Sans Mirror: DSLRs are the new medium format

Thom doesn't see dSLRs going the way of the dodo. Cameras of all types have their uses, and niches. As mirrorless establishes a larger foothold in the dwindling camera market, the dSLR will become, in Thom's words

the new Medium Format. In other words, the ones who are truly serious about extracting all they can from their imaging will still use DSLRs, while the rest will use mirrorless cameras.

Many FF 35mm photographers stepping down to smaller sensors notice that lens parity doesn't exist. A m43 sensor attached to a 150mm f/2,8 lens may achieve a similar angle of view as a FF 300mm lens, but its DOF will be closer to a hypothetical and compact 300mm f/5,6 lens.

Size advantages exist only when taking DOF out of the picture. In Thom's words:

Mirrorless cameras are turning into smaller, lighter, excellent performers that do well in a limited range of focal lengths, typically 16-105mm. It’s when the subject starts moving fast and/or you need lots of reach that those three adjectives (smaller, lighter, excellent) tend to disappear.

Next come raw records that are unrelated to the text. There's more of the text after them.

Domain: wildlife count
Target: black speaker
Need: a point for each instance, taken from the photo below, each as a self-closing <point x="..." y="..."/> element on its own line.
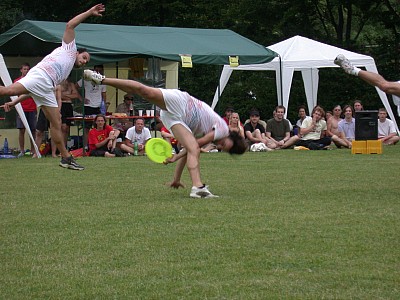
<point x="366" y="125"/>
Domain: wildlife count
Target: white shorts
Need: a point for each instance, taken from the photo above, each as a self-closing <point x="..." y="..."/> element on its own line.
<point x="175" y="102"/>
<point x="40" y="86"/>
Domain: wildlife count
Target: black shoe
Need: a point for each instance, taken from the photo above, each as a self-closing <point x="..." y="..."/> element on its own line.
<point x="70" y="163"/>
<point x="118" y="153"/>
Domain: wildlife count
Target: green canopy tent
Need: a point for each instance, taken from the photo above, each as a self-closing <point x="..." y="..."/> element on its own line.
<point x="113" y="43"/>
<point x="118" y="43"/>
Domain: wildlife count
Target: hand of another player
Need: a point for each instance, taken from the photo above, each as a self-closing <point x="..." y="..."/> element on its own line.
<point x="7" y="106"/>
<point x="98" y="9"/>
<point x="171" y="159"/>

I’m not convinced that those three things will be “fixed” in the near term, if ever. Once you get into longer telephoto lenses, the lens size and weight tends to be dictated by focal length and aperture and less by sensor size. A 300mm f/2.8 lens will be at or near 300mm in length and the front element will be over 100mm wide. Sure, m4/3, with it’s crop length, can produce a 150mm f/2.8 lens that’s “equivalent,” but it will still be 150mm in length and feature a 58mm front element or larger, and technically it has a two stop disadvantage to a full frame 300mm f/2.8, so we really should be comparing to a 300mm f/5.6. An APS system will need a 200mm lens, and it’ll have a 72mm front element at f/2.8 and just over a one stop disadvantage. In other words, there’s some scaling, but the size/weight of telephoto options tends to start creeping beyond the small, light category and aren’t delivering the same subject isolation at f/2.8.

I'm assuming that by 16-105mm, Thom is referring to 35mm FF equivalent focal lengths, as 16mm on 1", on m43, on APS-C frames quite different images. Extrapolating on the above, lenses for smaller sensors returning FF-equivalent framing and DOF to a 300mm f/2,8 would be just as large, if not larger, than the lens they were designed to emulate. Which is why compromises exist.

All systems are limited by two pillars: size and performance. Small-sensor mirrorless cameras have certain advantages. Equating FF DOF and angles of view limit much of their utility and every size advantage they boast. And yet, dSLRs grew up to be beasts. Even Nikon's compact D5000 is a beast next to a typical film-era SLR.

Which is one reason Thom concludes thusly:

Maybe there isn’t one [be-all, end-all product] any more, and you simply use mirrorless for one set of tasks and DSLRs for another.